After parsing, the data is stored as Tracks and Measurement objects. Each Track has an owner, device and a sequence of Measurement. A Measurement consists of coords (a Point object), a timestamp (datetime) and an extra (Mapping) for additional information.

Processing

The next step is data processing or crunching. The data will be transformed in a format that can be used by the models.

Models

Even though custom models can be used with telcell, a number of models have been implemented.

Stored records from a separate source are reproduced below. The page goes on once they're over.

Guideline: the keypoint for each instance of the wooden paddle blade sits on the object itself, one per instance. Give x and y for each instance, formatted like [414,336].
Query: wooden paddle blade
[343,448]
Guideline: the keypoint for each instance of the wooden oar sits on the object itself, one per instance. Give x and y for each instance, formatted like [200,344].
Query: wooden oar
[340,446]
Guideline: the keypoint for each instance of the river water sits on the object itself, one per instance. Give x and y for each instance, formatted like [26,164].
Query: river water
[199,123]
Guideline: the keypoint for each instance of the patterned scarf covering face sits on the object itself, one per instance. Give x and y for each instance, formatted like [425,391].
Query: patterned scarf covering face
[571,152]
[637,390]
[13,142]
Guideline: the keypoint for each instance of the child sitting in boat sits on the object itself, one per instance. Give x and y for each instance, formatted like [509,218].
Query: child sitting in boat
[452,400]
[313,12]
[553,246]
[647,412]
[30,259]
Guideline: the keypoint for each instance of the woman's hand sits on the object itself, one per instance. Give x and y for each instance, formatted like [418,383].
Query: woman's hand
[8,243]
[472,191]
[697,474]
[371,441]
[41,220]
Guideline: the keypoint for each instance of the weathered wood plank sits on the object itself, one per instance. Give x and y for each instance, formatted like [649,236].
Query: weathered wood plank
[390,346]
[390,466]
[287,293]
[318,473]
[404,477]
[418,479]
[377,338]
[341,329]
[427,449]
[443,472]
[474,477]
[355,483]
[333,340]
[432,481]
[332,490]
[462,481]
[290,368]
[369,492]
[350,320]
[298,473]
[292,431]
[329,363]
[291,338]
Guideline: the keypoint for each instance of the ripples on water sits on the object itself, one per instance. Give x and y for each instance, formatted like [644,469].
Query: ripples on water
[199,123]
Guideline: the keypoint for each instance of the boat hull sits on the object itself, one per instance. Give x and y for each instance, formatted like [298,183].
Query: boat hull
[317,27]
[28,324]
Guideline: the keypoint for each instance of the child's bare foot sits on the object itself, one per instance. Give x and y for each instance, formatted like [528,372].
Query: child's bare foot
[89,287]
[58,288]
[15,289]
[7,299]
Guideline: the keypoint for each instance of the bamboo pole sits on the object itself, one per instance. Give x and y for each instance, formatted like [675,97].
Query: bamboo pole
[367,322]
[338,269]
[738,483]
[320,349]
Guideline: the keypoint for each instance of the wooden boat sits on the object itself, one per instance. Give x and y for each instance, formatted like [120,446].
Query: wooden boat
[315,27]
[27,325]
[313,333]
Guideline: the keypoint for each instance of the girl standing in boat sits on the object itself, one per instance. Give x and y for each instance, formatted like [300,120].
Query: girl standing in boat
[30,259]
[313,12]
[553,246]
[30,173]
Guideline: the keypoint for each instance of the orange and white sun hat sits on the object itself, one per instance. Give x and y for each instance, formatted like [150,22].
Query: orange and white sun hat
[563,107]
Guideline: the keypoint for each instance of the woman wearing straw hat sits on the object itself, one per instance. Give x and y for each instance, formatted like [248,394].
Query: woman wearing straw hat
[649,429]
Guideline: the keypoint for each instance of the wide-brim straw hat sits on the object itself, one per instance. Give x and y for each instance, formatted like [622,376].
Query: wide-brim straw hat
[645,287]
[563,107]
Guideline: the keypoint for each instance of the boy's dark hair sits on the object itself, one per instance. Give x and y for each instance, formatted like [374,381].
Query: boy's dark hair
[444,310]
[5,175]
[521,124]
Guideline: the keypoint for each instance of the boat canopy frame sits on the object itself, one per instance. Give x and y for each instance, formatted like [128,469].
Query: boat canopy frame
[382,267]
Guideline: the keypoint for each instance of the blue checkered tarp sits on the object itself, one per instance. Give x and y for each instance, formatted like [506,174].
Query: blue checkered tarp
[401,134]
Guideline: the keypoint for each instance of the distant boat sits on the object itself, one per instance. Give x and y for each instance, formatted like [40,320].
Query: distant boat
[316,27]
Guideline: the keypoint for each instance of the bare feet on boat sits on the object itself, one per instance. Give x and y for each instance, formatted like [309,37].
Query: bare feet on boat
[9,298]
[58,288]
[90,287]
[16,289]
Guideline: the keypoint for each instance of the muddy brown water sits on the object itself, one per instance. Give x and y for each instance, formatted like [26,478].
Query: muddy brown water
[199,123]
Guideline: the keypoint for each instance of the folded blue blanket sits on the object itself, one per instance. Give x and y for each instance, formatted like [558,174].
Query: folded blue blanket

  • Dummy model: always returns an LR of 1.
  • MeasurementPairClassifier: generates colocated and dislocated training pairs from the tracks based on the time interval and the rarity of the location. Fits a Logistic Regression model and an ELUB bounded KDE calibrator. Returns LRs for the training data.
  • RarePairModel: uses coverage data (gps locations with corresponding antennas) to fit coverage_models for each time interval bin. For the validation/case data, a registration pair is chosen from a pair of tracks, for which the registrations are within a specific time interval and the location for the second measurement is the rarest with respect to the background of track_b. For this pair a calibrated score is given by the model/calibrator which is subsequently used to calculate the LR via a number of statistical calculations.

Evaluation

We use the evaluation of the library lrbenchmark. A Setup object is created with the run_pipeline function, the models that have to be evaluated, the necessary parameters and the data itself. All different combinations will be evaluated, resulting in multiple lrs that can be used to determine if the two phones were carried by the same person or not.

Generating LRs

Instead of using the pipeline for evaluation, functionality is also present to write the generated LRs to file. Replace make_output_plots with write_lrs with the required parameters and the LRs will be written to file.

Dashboards

The command to run the dashboard is PYTHONPATH=. streamlit run data_analysis/dashboard.py -- --file-name <PATH_TO_FILE> for the repository root. The PYTHONPATH is necessary to set, so streamlit can find the imported files correctly. In this dashboard, there exist two applications:

  1. Tracks and pairs, to visualize the registrations and pairs from a measurements.csv file (so this can both be casework as validation measurements). The <PATH_TO_FILE> refers to the path of this measurements.csv. You can overwrite the default path to this file with a different one. The extra -- in the above command is necessary for streamlit to parse the arguments belonging to the script, instead of to streamlit itself.
  2. Travel speed, to visualize the travel speeds found in a measurements.csv file, that is provided via <PATH_TO_FILE>.